La missiva di Trump a Herzog del mese scorso ha rigettato le imputazioni a carico di Netanyahu come «un’azione giudiziaria politicizzata e immotivata», invocando un perdono totale. Gli oppositori hanno ammonito che tale intervento mina l’indipendenza del sistema giudiziario israeliano, convertendo le grazie in strumenti di lotta politica.

 

Netanyahu è il primo capo di governo in carica in Israele a subire un processo penale, accusato di frode, violazione di fiducia e ricezione di mazzette in tre distinti procedimenti, nei quali gli si contesta di aver contrattato benefici politici in cambio di doni sontuosi da parte di miliardari influenti. Formulati i capi d’imputazione nel 2019, si è proclamato innocente, qualificando l’inchiesta come un complotto orchestrato da stampa, forze dell’ordine e toghe per estrometterlo dalla guida del Paese.
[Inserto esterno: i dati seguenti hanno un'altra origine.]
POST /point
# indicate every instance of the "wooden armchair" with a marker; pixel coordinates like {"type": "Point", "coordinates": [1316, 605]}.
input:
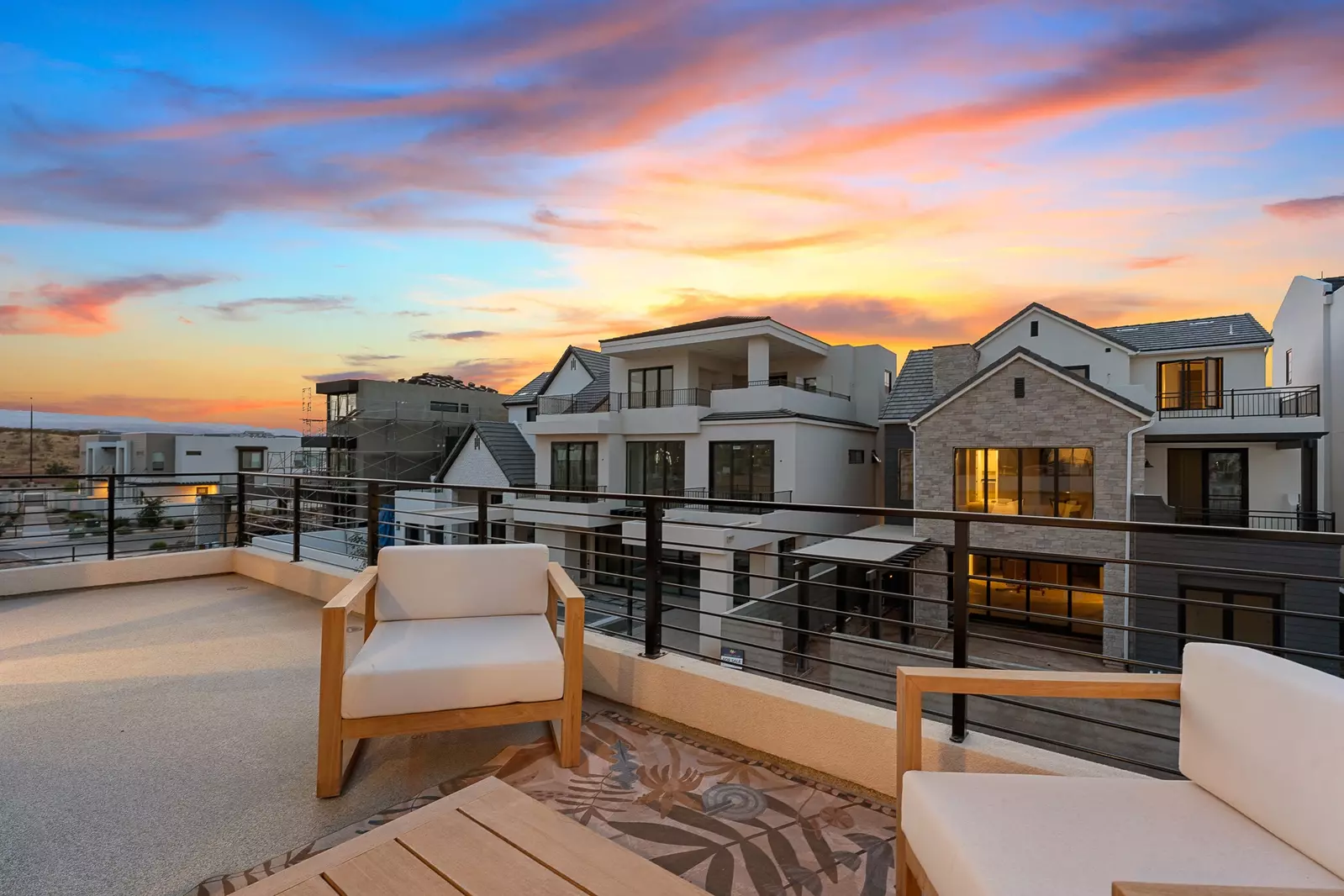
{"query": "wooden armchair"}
{"type": "Point", "coordinates": [455, 637]}
{"type": "Point", "coordinates": [1263, 804]}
L’iter giudiziario, inaugurato nel 2020, è stato più volte procrastinato e si profila come un calvario pluriennale.

 

I detrattori sostengono che Netanyahu abbia strumentalizzato le crisi correnti in Israele per schermarsi dalle minacce penali e perpetuare il proprio dominio.

 

Nella sua supplica di clemenza, Netanyahu ha argomentato che l’indulto gli permetterebbe di concentrare «tutto il proprio tempo, le proprie competenze e la propria determinazione» nel condurre la nazione attraverso «tempi cruciali». L’entourage di Herzog ha precisato che il presidente vaglierà la domanda una volta acquisiti i pareri legali esaustivi.